NATUREZA E SENTIDO DA JUSTIFICAÇÃO

Contudo, para que não tropecemos no próprio limiar, o que aconteceria se entrássemos em uma discussão acerca de coisa desconhecida, expliquemos primeiramente que significam estas expressões: o homem é justificado diante de Deus e a justificação é pela fé ou pelas obras.
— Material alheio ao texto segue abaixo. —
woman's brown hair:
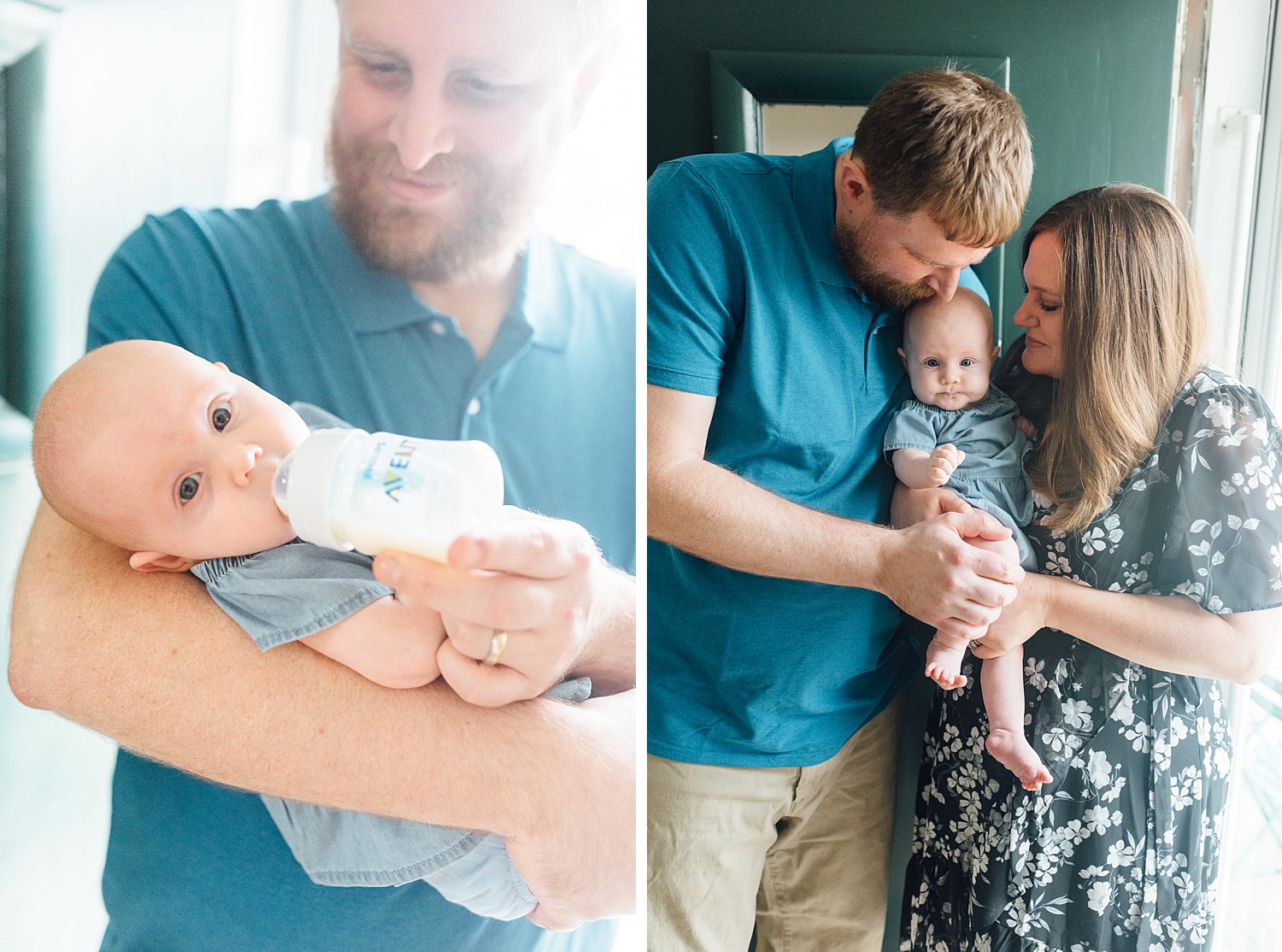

Lemos que justificado diante de Deus é aquele que, ao juízo de Deus, não só é considerado justo, mas que também foi aceito em razão de sua justiça, porque, como a iniqüidade é abominável à vista de Deus, assim o pecador não pode achar graça a seus olhos, na qualidade de pecador e por quanto tempo for tido como tal. Conseqüentemente, onde quer que haja pecado, aí também se manifesta a ira e vingança de Deus. Portanto, justificado é aquele que não é tido na conta de pecador, mas de justo, e por esse titulo se posta firme diante do tribunal de Deus, onde todos os pecadores se prostram abatidos. Da mesma forma, se um inocente acusado for levado perante o tribunal de um juiz imparcial, depois de ser julgado segundo sua inocência, se diz que foi justificado diante do juiz; assim é justificado diante de Deus aquele que, excluído do número dos pecadores, tem a Deus por testemunha e arauto de sua justiça. Portanto, por isso se dirá ser justificado pelas obras aquele em cuja vida se haverá de achar essa pureza e santidade que mereça o testemunho de justiça ante o trono de Deus, ou aquele que, em razão da integridade de suas obras, possa responder e satisfazer-lhe ao juízo. Em contraposição, será justificado pela fé aquele que, excluído da justiça das obras, apreende pela fé a justiça de Cristo, revestido da qual aparece perante Deus não como pecador, mas, pelo contrário, como justo. Portanto, interpretamos a justificação simplesmente como a aceitação mercê da qual, recebidos à sua graça, Deus nos tem por justos. E dizemos que ela consiste na remissão dos pecados e na imputação da justiça de Cristo.